I am confused about converting a Probability Density Function from Polar coordinates to Cartesian coordinates.
Here is an example:
In Polar coordinates, we can have a Gaussian probability function:
$P(r,\theta)=Ae^{-r^2/2\sigma^2}$ according to the transformation:
$r^2=x^2+y^2 \textrm{ and }
\theta=\tan^{-1}(y/x)$.
This function in Cartesian coordinates should also be a Gaussian function:
$P(x,y)=Ae^{-(x^2+y^2)/2\sigma^2}$
But somebody told me that in this transformation, I should multiply by the absolute value of the Jacobian determinate in order to have:
$P(x,y)=Ae^{-(x^2+y^2)/2\sigma^2}/\sqrt{x^2+y^2}$
And the result is not Gaussian anymore!
Could someone tell me which one is correct and also the reason, please?
Best Answer
UPDATE
If your function in polar coordinates is a circularly symmetric Gaussian centered at the origin, then it could be written $P_{r\, \theta}(r,\theta)=A\,r\,e^{-r^2/2\sigma^2}$ and you can obtain $A$ from
$$\int_0^{2\pi} \int_0^\infty P_{r\, \theta}(r,\theta) \,dr\, d\theta = 1.$$
Integration yields: $\displaystyle A = \frac{1}{2 \pi \sigma^2}$.
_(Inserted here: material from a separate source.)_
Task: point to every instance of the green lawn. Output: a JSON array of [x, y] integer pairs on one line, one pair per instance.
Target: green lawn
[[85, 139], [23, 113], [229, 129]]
The Jacobian of the transformation is $$J(x,y)=\begin{vmatrix}\cos \theta& -r \sin \theta \\ \sin \theta &r\cos \theta \end{vmatrix}={r}. $$ so that (see text referenced in the comments below)
$$P_{x\, y}(x,y)= \frac{P_{r,\,\theta}(r,\theta)}{|J(x,y)|}=\frac{1}{r}P_{r,\, \theta}\left(\sqrt{x^2+y^2},\tan^{-1} \frac{y}{x}\right).$$
Thus $$\displaystyle P_{x\, y}(x,y) = \frac{1}{2\pi \sigma^2} e^\frac{-(x^2 + y^2)}{2\sigma^2}.$$